LA FORTUNA NOSTRA E DEL GIORNALE E’ AVERE GIANVINCENZO D’ANDREA

di Luigi Liberatore – Io personalmente ho avuto la buona ventura di conoscerlo tanti anni fa. E di quegli incontri conservo di lui ricordi piacevoli e istruttivi, sia come politico (e allora il termine aveva un significato) sia come primario del reparto di terapia intensiva dell’ospedale di Sulmona. Oddio, adesso del primario si da pure a chi tiene in piedi un ambulatorio, ma allora era diverso. E siccome il corteo dei ricordi si fa pressante, dico che a quei tempi il nosocomio peligno vantava medici come Spigliati, Spennati, Giammarco, Caravelli, e appunto D’Andrea. Spero di fare breccia nell’animo di più generazioni con questa carrellata, ma chi fa breccia in chi come me abbia superato diversi steccati e in quelli che si apprestano a superarli è lui, Gianvincenzo D’Andrea. No, la sua sensibilità lo ha allontanato dalla politica, quella che adesso arruola senza ritegno dei perfetti analfabeti, e purtroppo l’anagrafe lo ha tolto anche dalla corsia del suo ospedale, ma la sua intelligenza ce lo ha restituito come comunicatore scientifico. La fortuna di ReteAbruzzo (e non solo del nostro giornale), è di averlo da qualche anno come punto di riferimento in materia di sanità collettiva in un momento davvero delicato con la pandemia in atto. I suoi messaggi, le sue raccomandazioni soprattutto comportamentali, frutto di una personale solidità scientifica in linea con le avanzate acquisizioni della medicina, sono arrivati nelle case degli abruzzesi in maniera discreta e convincente. Il suo linguaggio ci ha fatto capire la differenza che esiste tra le notizie fasulle che girano in rete a fiumi e la verità scientifica sul Covid e l’importanza soprattutto della vaccinazione.
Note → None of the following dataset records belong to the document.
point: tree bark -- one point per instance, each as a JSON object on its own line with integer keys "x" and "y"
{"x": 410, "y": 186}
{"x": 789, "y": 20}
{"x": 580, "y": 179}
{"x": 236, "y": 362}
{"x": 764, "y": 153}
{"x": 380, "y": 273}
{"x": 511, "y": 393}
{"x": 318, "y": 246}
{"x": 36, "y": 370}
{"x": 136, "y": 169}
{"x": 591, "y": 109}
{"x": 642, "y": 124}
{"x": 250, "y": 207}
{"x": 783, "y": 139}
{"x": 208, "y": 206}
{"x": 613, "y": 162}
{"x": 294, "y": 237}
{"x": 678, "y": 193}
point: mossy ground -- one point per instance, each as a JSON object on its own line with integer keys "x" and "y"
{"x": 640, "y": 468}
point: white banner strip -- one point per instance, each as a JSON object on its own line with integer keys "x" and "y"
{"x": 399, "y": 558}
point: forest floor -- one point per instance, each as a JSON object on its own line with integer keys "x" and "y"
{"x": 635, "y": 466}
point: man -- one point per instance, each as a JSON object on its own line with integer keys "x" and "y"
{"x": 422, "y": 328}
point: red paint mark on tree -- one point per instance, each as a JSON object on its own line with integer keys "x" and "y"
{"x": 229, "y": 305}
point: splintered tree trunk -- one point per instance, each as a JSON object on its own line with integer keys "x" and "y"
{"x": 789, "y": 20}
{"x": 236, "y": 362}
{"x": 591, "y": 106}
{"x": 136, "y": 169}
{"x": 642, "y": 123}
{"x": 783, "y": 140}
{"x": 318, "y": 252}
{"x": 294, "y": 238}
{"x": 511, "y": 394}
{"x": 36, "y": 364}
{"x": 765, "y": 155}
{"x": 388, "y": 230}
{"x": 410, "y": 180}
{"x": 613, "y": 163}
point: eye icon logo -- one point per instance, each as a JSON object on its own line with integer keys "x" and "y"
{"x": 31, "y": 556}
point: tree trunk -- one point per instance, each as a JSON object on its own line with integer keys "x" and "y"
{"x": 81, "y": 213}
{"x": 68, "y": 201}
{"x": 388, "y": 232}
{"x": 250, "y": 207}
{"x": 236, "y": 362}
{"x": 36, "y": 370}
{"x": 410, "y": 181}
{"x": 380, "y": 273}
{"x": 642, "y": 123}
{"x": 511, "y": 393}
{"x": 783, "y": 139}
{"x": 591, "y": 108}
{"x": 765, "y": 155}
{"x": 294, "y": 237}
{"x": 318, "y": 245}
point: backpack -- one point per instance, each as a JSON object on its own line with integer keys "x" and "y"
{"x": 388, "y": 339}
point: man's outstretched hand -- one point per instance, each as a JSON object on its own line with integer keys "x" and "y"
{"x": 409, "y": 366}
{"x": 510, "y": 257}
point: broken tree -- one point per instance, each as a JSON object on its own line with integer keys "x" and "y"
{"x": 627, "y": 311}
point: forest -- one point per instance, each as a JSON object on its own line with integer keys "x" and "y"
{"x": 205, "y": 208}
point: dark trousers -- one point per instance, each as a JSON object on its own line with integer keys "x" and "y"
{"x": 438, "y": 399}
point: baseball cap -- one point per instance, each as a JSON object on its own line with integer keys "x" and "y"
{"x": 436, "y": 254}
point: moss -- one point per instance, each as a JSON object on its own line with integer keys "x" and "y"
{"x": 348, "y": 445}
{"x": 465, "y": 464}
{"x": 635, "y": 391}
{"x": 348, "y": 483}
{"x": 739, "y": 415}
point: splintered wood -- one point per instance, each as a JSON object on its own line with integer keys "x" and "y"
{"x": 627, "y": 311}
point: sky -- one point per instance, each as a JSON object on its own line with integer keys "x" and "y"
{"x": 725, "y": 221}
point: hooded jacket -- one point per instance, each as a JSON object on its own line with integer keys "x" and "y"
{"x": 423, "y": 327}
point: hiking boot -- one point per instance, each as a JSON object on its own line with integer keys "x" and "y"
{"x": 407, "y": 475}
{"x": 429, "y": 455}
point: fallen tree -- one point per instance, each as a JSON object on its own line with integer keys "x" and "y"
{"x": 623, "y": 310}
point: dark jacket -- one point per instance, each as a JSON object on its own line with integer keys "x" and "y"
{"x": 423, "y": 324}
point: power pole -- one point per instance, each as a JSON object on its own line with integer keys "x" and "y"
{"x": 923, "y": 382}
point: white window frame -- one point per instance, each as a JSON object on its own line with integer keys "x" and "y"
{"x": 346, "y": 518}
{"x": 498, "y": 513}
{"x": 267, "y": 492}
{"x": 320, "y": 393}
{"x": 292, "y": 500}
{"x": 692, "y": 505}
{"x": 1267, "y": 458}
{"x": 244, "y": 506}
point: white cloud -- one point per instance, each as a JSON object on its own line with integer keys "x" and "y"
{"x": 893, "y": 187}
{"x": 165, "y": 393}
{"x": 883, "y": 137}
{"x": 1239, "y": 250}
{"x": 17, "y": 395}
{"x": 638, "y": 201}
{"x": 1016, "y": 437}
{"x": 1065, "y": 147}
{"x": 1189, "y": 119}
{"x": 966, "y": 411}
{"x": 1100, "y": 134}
Io mi sento di dire che questo giornale per cui scrivo ha nel professor Gianvincenzo D’Andrea un punto di riferimento eccezionale, un professionista che possiede un dono unico come comunicatore: la delicatezza di rendere familiare e accessibile l’impatto con la medicina che quasi tutti i colleghi rendono oscuro e pauroso perfino con una grafia inestricabile che pure un maestro elementare boccerebbe.